Personal information
- Full name: Graham Robert Cowdrey
- Born: 27 June 1964 Farnborough, Kent, England
- Died: 10 November 2020 (aged 56)
- Nickname: Van
- Height: 5 ft 10 in (1.78 m)
- Batting: Right-handed
- Bowling: Right-arm medium
- Relations: Colin Cowdrey (father) Chris Cowdrey (brother) Fabian Cowdrey (nephew) Julius Cowdrey (nephew)

Domestic team information
- 1984–1998: Kent

Career statistics
| Competition | First-class | List A |
| Matches | 179 | 261 |
| Runs scored | 8,858 | 5,142 |
| Batting average | 34.73 | 26.10 |
| 100s/50s | 17/46 | 3/24 |
| Top score | 147 | 105* |
| Balls bowled | 1,206 | 1,279 |
| Wickets | 12 | 35 |
| Bowling average | 72.66 | 26.28 |
| 5 wickets in innings | 0 | 0 |
| 10 wickets in match | 0 | 0 |
| Best bowling | 1/5 | 4/15 |
| Catches/stumpings | 97/– | 80/– |
- Source: Cricinfo, 7 June 2016

= Graham Cowdrey =

English cricketer (1964–2020)

Graham Robert Cowdrey (27 June 1964 - 10 November 2020) was an English cricketer.

==Biography==
Cowdrey was the third son of cricketer and life peer Colin Cowdrey, Baron Cowdrey of Tonbridge and his first wife Penny Chiesman. He was born in Farnborough in 1964 and educated at Wellesley House and Tonbridge School. Cowdrey matriculated at Hatfield College, Durham, but left his general arts degree after one year when he failed an anthropology exam. He then opted to follow family tradition by pursuing a cricket career.

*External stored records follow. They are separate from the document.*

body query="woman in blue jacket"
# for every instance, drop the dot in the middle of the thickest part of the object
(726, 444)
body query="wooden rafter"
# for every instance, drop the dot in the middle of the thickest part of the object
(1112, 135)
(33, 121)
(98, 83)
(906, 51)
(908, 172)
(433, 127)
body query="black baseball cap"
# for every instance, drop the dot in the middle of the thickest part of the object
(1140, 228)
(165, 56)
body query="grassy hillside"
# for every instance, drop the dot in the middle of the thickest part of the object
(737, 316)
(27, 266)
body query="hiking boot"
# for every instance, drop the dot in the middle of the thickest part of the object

He played for Kent County Cricket Club as an attacking batsman in first-class and List A cricket from 1984 to 1998. In his 450 appearances for Kent, he scored over 14,000 runs. His best season was in 1995 that year, he helped Kent reach the Benson & Hedges Cup final and win the Sunday League, and finished the season with a List A average of 53.90.

He had two sons, Michael and Alexander, and a daughter, Penelope. His nickname of "Van" came from Van Morrison, his favourite musician.

Cowdrey worked as a Cricket Liaison Officer for the England and Wales Cricket Board.

==Death==
Cowdrey died on 10 November 2020, aged 56, after a short illness.